Like Room to Read, OLPC has nothing to say about what exactly, children will be learning ‘online’. What resources, websites, information, connections will be made? Or should we just assume that children+technology=education?

The list goes on. The immensely successful Kiva provides micro-loans to entrepreneurs in the developing world. But for what? Kiva is agnostic. Help someone get out of poverty by lending money for a bingo business, a butcher shop, or ‘goods distribution’ (whatever that means).

Kiva has nothing to say about the content of entrepreneurship, just as OLPC has nothing to say about the content of technology, just as Room to Read has nothing to say about the content of education.

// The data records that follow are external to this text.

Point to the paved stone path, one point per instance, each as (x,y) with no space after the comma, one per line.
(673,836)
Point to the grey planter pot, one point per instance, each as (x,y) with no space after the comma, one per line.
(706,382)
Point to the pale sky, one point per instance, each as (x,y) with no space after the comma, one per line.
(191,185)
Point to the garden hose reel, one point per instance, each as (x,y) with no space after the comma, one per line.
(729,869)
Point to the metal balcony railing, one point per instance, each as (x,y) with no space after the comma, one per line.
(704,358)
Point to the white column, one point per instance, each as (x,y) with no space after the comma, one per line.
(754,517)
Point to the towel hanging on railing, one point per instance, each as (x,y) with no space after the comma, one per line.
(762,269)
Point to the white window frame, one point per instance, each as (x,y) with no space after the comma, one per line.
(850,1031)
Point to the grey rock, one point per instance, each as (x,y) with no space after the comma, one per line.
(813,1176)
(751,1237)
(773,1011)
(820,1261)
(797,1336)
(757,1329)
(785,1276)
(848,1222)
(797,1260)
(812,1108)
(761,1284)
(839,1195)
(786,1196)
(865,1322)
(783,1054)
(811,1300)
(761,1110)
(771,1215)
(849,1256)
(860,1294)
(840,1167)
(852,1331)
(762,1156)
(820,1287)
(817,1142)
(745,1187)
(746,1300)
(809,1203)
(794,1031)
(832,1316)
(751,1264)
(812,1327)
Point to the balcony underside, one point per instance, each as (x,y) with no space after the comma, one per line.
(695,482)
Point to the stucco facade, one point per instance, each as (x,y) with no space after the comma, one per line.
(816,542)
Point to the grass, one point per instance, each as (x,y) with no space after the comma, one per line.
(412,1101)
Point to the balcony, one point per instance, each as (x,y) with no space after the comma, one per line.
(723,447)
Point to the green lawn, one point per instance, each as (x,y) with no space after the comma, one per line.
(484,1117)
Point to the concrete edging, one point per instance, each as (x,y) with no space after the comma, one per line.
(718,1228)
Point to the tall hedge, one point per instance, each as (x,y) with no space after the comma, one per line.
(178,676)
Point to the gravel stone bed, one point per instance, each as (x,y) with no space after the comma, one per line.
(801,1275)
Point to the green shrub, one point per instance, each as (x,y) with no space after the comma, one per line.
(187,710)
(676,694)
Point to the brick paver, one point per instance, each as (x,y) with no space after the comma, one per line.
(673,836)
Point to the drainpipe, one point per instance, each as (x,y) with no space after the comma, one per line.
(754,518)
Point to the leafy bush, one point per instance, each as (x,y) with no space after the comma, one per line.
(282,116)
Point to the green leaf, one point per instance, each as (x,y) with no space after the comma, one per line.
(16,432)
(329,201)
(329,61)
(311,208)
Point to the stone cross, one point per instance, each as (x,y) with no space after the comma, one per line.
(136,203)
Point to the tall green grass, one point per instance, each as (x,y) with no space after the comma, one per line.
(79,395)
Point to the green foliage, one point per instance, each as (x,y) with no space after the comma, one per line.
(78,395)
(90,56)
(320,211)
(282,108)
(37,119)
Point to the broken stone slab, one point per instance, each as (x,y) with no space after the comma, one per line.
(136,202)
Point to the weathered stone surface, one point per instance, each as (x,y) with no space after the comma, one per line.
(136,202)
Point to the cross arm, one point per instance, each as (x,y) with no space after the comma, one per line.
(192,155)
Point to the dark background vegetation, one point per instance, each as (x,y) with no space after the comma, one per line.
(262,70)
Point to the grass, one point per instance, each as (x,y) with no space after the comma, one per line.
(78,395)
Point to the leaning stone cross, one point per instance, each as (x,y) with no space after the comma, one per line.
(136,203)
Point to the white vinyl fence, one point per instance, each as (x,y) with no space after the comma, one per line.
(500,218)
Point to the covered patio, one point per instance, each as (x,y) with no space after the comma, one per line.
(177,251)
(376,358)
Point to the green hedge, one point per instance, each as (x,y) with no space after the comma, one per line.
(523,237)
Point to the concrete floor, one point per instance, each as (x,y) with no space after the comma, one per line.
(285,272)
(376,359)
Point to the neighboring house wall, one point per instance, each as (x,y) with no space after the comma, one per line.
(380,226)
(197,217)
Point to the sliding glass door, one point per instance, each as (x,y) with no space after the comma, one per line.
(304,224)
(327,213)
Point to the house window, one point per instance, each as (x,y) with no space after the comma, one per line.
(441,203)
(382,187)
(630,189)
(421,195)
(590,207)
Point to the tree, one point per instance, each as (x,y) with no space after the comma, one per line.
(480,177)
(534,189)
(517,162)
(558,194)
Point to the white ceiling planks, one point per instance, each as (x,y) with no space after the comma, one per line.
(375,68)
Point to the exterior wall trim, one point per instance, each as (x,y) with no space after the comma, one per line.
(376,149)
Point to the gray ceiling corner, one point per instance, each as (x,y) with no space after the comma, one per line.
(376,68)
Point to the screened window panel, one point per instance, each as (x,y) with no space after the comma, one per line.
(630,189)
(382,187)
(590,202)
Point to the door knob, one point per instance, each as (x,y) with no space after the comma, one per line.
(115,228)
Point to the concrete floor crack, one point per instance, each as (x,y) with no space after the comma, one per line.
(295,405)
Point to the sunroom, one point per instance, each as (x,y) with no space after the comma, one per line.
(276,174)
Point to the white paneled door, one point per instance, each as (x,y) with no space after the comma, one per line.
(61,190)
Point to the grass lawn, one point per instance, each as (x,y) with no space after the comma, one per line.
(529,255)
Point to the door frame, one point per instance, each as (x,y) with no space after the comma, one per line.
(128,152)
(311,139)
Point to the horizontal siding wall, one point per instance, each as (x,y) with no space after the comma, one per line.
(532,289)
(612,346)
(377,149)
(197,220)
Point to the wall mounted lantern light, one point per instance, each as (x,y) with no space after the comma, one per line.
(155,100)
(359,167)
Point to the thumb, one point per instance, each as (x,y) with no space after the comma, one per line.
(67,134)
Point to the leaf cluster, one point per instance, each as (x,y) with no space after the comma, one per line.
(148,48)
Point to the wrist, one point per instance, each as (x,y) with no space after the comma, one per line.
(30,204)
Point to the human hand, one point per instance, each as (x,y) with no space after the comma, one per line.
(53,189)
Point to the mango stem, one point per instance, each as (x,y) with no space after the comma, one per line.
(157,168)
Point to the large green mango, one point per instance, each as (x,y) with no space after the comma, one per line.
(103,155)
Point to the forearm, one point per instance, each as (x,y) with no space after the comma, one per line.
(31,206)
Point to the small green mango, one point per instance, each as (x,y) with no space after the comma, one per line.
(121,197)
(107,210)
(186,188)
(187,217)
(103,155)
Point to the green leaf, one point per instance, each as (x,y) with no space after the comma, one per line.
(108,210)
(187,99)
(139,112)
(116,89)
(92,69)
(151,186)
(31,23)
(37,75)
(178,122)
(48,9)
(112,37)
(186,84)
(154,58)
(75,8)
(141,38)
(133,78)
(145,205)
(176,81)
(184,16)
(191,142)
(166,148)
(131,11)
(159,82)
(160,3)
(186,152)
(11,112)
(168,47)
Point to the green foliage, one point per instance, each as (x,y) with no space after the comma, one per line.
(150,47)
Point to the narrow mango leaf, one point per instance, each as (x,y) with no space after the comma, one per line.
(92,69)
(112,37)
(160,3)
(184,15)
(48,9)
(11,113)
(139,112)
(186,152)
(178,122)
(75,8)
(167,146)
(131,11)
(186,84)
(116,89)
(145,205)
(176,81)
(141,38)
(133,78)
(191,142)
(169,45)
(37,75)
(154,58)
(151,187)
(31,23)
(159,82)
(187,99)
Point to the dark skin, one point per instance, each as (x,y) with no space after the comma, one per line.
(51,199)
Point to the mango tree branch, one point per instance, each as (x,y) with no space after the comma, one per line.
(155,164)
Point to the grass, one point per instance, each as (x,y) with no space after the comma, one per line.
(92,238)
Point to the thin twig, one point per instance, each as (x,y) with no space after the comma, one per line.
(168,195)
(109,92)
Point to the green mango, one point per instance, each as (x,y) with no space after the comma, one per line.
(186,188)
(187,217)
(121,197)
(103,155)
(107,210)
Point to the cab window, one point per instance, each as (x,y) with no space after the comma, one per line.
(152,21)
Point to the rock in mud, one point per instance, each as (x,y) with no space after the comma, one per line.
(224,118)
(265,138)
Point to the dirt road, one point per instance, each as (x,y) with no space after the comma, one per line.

At least in some cases, the application of business acumen to complex social problems makes sense. For instance, in the case of Malaria No More:

We have the tools (mosquito nets, medicine, spraying) to eliminate malaria deaths, but we need to dramatically scale up efforts to deliver them to the people who need them most. The challenge is principally operational, not scientific, and therefore amenable to business-style problem solving. Malaria No More was established in December 2006 by two widely respected business leaders—News Corporation President and COO Peter Chernin and Wall Street pioneer Ray Chambers—who are applying their private-sector experience and considerable networks to tackle this problem.

And finally I can make the question explicit: What kinds of challenges are principally operational versus scientific (or, more broadly, requiring content expertise)? What kinds of problems are amenable to business-style problem solving, and which require more than just private-sector methods applied to non-profit goals?

I take this up more in the discussion of Paul Farmer’s organization, Partners in Health.